Slurm scheduler

Roar uses Slurm to fairly and efficiently distribute resources (CPUs, memory, and GPUs) among many different compute jobs.

Slurm directives

Slurm directives are used to specify the resources a job needs, such as cores, memory, and execution time. The can also be used to control how a job behaves, with options such as email alerts, job dependencies, and more.

Slurm directives are required for both interactive jobs and batch jobs. Portal sessions also use Slurm directives, which are typically specified via the request form that launches the session.

The most common directives are:

Short option Long option Description
-J --job-name name the job
-A --account charge to an account
-p --partition request a partition
-N --nodes number of nodes
-n --ntasks number of tasks (cores)
NA --ntasks-per-node number of tasks per node
NA --mem memory per node
NA --mem-per-cpu memory per core
-t --time maximum run time
NA --gres GPU request
-C --constraint required node features
-e --error direct standard error to a file
-o --output direct standard output to a file

By default, standard output and standard error are both directed to slurm-<jobID>.out.
Output filenames can be customized: --output=<outFile> directs standard error and output to <outFile>; adding --error=<errFile> directs standard error to its own file <errFile>.

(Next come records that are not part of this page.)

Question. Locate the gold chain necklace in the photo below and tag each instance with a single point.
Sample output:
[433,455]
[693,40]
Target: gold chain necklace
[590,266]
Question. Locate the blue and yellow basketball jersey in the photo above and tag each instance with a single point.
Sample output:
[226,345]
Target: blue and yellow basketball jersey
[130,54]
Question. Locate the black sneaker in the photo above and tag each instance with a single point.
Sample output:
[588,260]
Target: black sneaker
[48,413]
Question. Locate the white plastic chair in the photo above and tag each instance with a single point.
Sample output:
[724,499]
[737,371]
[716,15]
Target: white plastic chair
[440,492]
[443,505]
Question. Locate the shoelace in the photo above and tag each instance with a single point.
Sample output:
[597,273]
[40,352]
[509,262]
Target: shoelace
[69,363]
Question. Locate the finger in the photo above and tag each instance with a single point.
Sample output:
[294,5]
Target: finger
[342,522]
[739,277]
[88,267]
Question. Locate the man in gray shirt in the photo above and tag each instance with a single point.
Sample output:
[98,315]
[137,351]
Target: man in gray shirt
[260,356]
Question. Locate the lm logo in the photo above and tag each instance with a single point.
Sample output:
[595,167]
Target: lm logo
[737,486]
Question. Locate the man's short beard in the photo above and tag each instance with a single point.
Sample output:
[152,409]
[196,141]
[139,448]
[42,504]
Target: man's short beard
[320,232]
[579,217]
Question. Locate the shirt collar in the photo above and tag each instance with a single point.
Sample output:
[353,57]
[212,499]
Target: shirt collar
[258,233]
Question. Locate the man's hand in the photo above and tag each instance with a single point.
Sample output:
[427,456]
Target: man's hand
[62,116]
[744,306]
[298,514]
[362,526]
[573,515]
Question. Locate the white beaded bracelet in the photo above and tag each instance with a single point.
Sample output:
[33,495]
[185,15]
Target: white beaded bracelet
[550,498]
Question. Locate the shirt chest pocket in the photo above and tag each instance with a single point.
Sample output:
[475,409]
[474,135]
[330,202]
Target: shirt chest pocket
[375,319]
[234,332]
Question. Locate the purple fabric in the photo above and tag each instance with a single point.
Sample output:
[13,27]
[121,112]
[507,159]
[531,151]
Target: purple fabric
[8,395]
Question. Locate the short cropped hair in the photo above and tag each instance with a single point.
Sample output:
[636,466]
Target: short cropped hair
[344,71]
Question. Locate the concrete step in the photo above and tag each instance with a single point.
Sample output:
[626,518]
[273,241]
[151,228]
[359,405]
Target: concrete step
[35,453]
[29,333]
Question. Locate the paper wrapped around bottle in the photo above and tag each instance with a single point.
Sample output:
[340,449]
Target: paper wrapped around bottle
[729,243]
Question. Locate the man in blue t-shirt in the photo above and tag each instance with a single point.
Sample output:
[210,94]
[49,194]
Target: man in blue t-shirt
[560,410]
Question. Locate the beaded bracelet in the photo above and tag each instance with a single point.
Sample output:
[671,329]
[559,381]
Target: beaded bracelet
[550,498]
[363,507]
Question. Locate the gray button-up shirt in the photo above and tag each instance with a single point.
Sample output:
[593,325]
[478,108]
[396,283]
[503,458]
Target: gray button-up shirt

Specifying Slurm directives

Slurm directives appear at the top of a batch script using #SBATCH, or as options for interactive jobs launched with salloc or srun.

On the Portal, you can use resource directives to further customize your job requests.

Environment variables

Slurm defines environment variables for jobs, which can be accessed in batch scripts to make them respond more flexibly:

Environment Variable Description
SLURM_JOB_ID ID of the job
SLURM_JOB_NAME Name of job
SLURM_NNODES Number of nodes
SLURM_NODELIST List of nodes
SLURM_NTASKS Total number of tasks
SLURM_NTASKS_PER_NODE Number of tasks per node
SLURM_QUEUE Queue (partition)
SLURM_SUBMIT_DIR Directory of job submission

Replacement symbols

Replacement symbols can be used in Slurm directives, to customize filenames with information specific to the job being run:

Symbol Description
%j Job ID
%x Job name
%u Username
%N Hostname where the job is running

For example, --output=%x.%j.out directs batch output to a file named with the job name and jobID.

For more information on Slurm directives, environment variables, and replacement symbols, see Slurm sbatch documentation for batch jobs and Slurm salloc documentation for interactive jobs.